This note is based on Fastbook.
- How to train a simple language model from zero?
Basic Idea
The first tweak is that the first linear layer will use only the first word’s embedding as activations, the second layer will use the second word’s embedding plus the first layer’s output activations, and the third layer will use the third word’s embedding plus the second layer’s output activations. The key effect of this is that every word is interpreted in the information context of any words preceding it.
The second tweak is that each of these three layers will use the same weight matrix. The way that one word impacts the activations from previous words should not change depending on the position of a word. In other words, activation values will change as data moves through the layers, but the layer weights themselves will not change from layer to layer. So, a layer does not learn one sequence position; it must learn to handle all positions.
Implementation
class LMModel1(Module):
def __init__(self, vocab_sz, n_hidden):
self.i_h = nn.Embedding(vocab_sz, n_hidden)

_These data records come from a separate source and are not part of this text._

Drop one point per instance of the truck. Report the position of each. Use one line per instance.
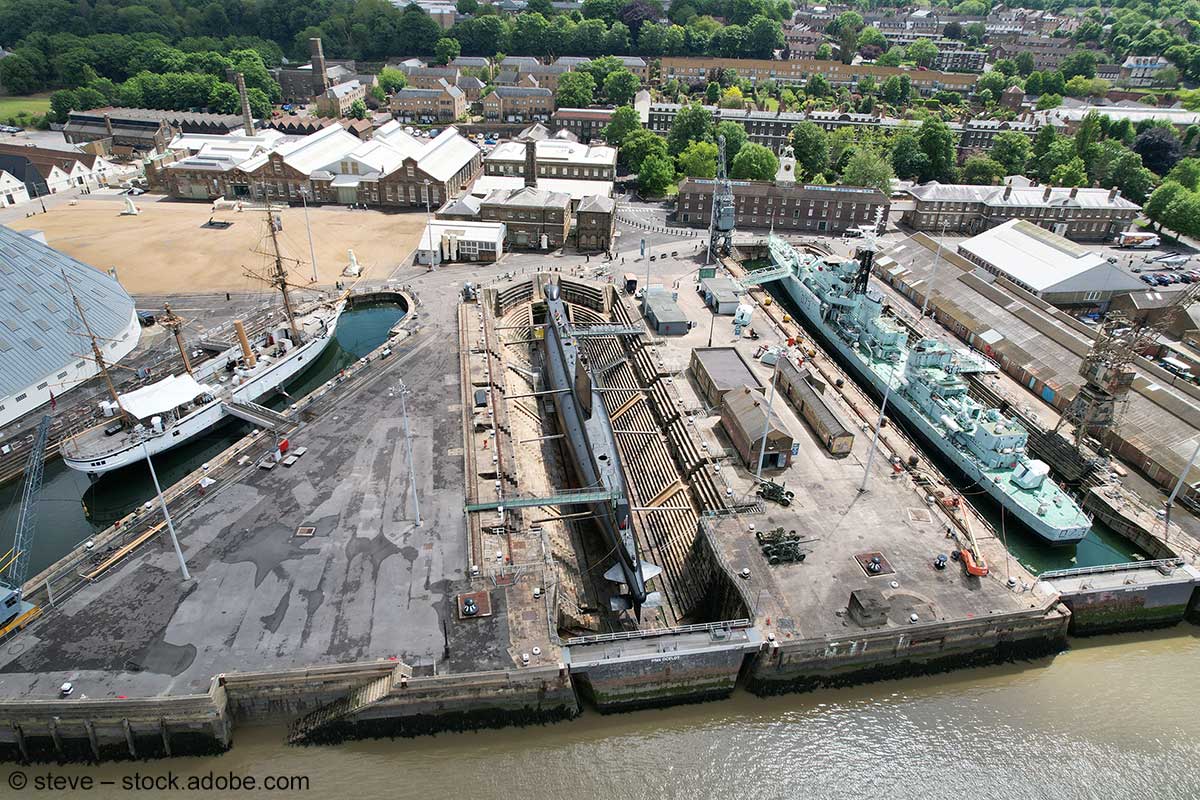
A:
(1138, 239)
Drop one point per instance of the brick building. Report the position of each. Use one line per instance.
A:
(785, 206)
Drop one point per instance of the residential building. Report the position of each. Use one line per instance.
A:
(555, 158)
(700, 70)
(534, 218)
(1143, 70)
(455, 240)
(784, 206)
(519, 104)
(12, 190)
(1048, 265)
(1079, 214)
(445, 103)
(587, 124)
(595, 220)
(954, 60)
(1048, 52)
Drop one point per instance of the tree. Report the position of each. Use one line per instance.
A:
(447, 49)
(869, 168)
(937, 143)
(923, 52)
(621, 86)
(1011, 149)
(1158, 146)
(735, 137)
(575, 90)
(983, 170)
(699, 160)
(655, 175)
(754, 162)
(624, 121)
(641, 144)
(691, 124)
(810, 144)
(391, 79)
(907, 158)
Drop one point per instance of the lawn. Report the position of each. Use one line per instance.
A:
(33, 104)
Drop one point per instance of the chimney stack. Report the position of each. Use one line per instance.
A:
(247, 121)
(319, 79)
(531, 162)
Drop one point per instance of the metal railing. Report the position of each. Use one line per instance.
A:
(1157, 564)
(624, 636)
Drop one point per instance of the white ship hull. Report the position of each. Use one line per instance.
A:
(203, 419)
(810, 307)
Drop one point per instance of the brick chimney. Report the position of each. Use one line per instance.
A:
(247, 121)
(319, 79)
(531, 162)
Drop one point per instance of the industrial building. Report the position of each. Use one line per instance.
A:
(1079, 214)
(1043, 348)
(1048, 265)
(453, 240)
(719, 370)
(744, 419)
(663, 313)
(785, 206)
(41, 336)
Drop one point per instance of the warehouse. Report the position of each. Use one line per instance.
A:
(1048, 265)
(40, 328)
(718, 371)
(744, 419)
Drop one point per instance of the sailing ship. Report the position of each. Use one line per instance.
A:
(178, 408)
(923, 386)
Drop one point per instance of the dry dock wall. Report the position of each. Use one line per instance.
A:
(863, 656)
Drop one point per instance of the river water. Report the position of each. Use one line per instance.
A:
(71, 510)
(1111, 719)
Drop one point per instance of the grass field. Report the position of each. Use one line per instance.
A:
(34, 106)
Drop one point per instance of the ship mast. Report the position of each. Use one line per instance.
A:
(280, 278)
(174, 323)
(95, 349)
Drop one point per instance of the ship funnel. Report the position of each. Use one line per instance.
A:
(246, 352)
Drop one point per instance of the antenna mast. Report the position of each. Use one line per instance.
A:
(95, 348)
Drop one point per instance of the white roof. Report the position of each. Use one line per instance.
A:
(483, 232)
(1044, 260)
(558, 150)
(162, 396)
(579, 190)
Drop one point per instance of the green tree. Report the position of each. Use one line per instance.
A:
(869, 168)
(624, 121)
(1012, 150)
(391, 79)
(575, 90)
(907, 158)
(641, 144)
(983, 170)
(621, 85)
(447, 49)
(810, 144)
(691, 124)
(655, 175)
(699, 160)
(735, 137)
(754, 162)
(939, 145)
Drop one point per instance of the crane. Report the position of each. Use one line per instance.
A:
(15, 612)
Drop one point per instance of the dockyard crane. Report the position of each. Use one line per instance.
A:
(15, 612)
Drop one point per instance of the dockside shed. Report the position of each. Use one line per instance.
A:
(720, 370)
(796, 385)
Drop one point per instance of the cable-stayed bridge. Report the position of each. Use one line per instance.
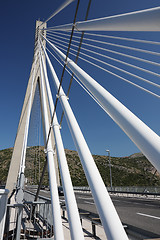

self.h_h = nn.Linear(n_hidden, n_hidden)
self.h_o = nn.Linear(n_hidden, vocab_sz)
def forward(self, x):
h = F.relu(self.h_h(self.i_h(x[:,0])))
h = h + self.i_h(x[:,1])
h = F.relu(self.h_h(h))
h = h + self.i_h(x[:,2])
h = F.relu(self.h_h(h))
return self.h_o(h)
2. How to train a Recurrent Neural Network for language model?
A neural network that is defined using a loop is called a recurrent neural network (RNN).
The previous model we set up is problematic because we initialize the model’s hidden state to zero for each new sample, we are throwing away all the information we have about the sentences we have seen so far.
A simple solution is to initialize the hidden state. However, this can create another problem: it makes the network very deep, as deep as the number of tokens in the document. As a result, it can lead to memory and performance problems. Since the hidden state is maintained through every single call of the model, when performing backpropagation with the model, it has to use the gradients from also all the past calls of the model. This can lead to high memory usage. So therefore after every call, the detach
method is called to delete the gradient history of previous calls of the model.
A solution of the algorithm is to remove the gradient history.
class LMModel3(Module):
def __init__(self, vocab_sz, n_hidden):
self.i_h = nn.Embedding(vocab_sz, n_hidden)
self.h_h = nn.Linear(n_hidden, n_hidden)
self.h_o = nn.Linear(n_hidden, vocab_sz)
self.h = 0
def forward(self, x):
for i in range(3):
self.h = self.h+self.i_h(x[:,i])
self.h = F.relu(self.h_h(self.h))
out = self.h_o(self.h)
self.h = self.h.detach()
return out
def reset(self):
self.h = 0
The idea implemented about is called backpropagation through time
:
Back propagation through time (BPTT): Treating a neural net with effectively one layer per time step (usually refactored using a loop) as one big model, and calculating gradients on it in the usual way. To avoid running out of memory and time, we usually use truncated BPTT, which “detaches” the history of computation steps in the hidden state every few time steps.